Question

I work on a project which demands to use A* algorithm. In this project you select your player with the left click and you guide him in the map with the right click, like the gameplay of thousand strategy game. The graphics are 2D, a little like the game Don't Starve and the game is developped with SFML / C++.

I need to use A* for the deplacement of the player, indeed if an obstacle appears on his road he has to avoid it. But for the moment, i don't know how to apply a grid to the map, i want to place any tree / rocks and other stuff anywhere in order not to see the grid cells. For now the open list is only composed of pixels, which is not the good solution I think ^^, the algorithm is pretty slow.
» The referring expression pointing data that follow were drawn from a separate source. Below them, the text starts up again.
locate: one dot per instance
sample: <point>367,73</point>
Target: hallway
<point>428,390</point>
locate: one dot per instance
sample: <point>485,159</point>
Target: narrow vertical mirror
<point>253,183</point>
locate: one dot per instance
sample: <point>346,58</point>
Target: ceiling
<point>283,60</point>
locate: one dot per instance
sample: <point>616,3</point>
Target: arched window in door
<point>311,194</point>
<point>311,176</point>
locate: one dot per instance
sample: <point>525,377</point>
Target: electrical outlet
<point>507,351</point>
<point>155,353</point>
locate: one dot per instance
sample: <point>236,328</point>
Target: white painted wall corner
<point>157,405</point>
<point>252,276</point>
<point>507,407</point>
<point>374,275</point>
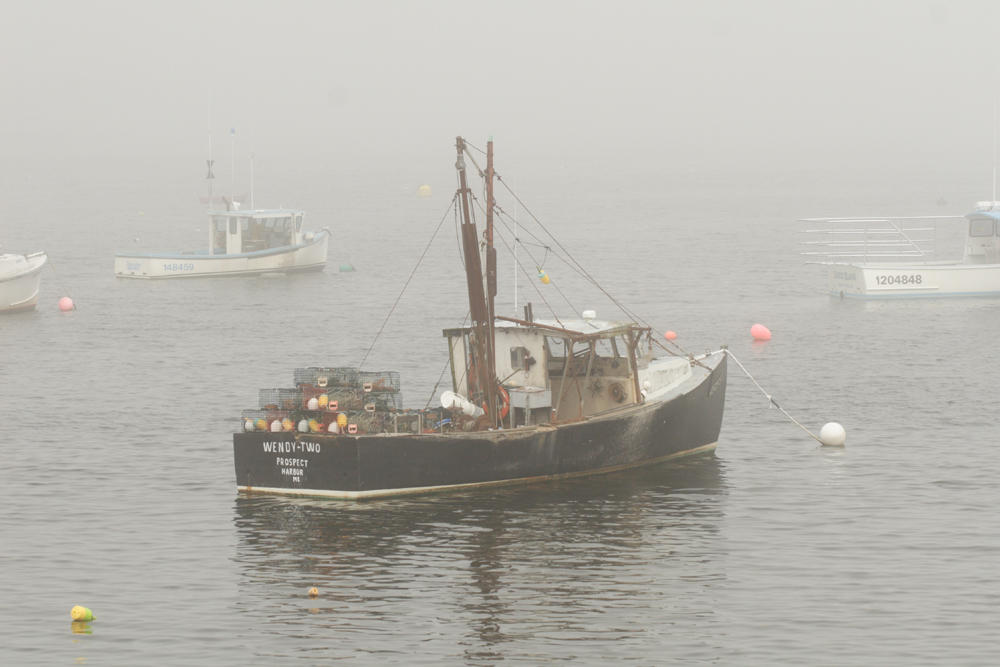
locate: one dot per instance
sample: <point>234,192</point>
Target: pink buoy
<point>760,332</point>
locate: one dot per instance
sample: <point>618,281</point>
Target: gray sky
<point>685,82</point>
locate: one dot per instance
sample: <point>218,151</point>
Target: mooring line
<point>770,398</point>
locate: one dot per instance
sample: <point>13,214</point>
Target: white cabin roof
<point>260,213</point>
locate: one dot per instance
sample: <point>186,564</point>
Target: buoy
<point>79,613</point>
<point>760,332</point>
<point>833,435</point>
<point>81,628</point>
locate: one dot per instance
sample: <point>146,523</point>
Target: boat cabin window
<point>557,347</point>
<point>520,358</point>
<point>980,228</point>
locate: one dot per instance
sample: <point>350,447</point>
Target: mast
<point>482,367</point>
<point>211,180</point>
<point>491,257</point>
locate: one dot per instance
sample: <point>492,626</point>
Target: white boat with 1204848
<point>20,277</point>
<point>892,257</point>
<point>240,243</point>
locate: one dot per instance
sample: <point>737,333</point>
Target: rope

If you have any solution for a realistic rendering while keeping a fast algorithm I'd be happy to hear it. :)

Thank you in advance,

Was it helpful?

Solution

Do you have a screenshot?

The pathfinding grid, and rendering grid can be different. Zelda used different sized tiles for movement and rendering.

navigation mesh

This may be overkill for your map structure, but you may use a navigation mesh.

enter image description here , enter image description here

edit: If you haven't read it, Amit has a great resource: http://theory.stanford.edu/~amitp/GameProgramming/

OTHER TIPS

What you're looking for is discretization. Behind this obscene name stands a simple principle : you can't deal with an infinite amount of data.

You need then to perform a transformation on your world : instead of allowing your character/unit to go at any location (x and y being real numbers), you can divide your world into some sort of a grid (this is what the navigation mesh and waypoints are doing), and only allow your char to go on these cells (or points, you can see it as you want). This is discretising : you are going from continuous values (real coordinates) to discrete values (integer coordinates / point). The more precise you go, the nicer it'll look.

After doing this, assigning moving costs between cells/points is rather simple, and performing A* on it as well.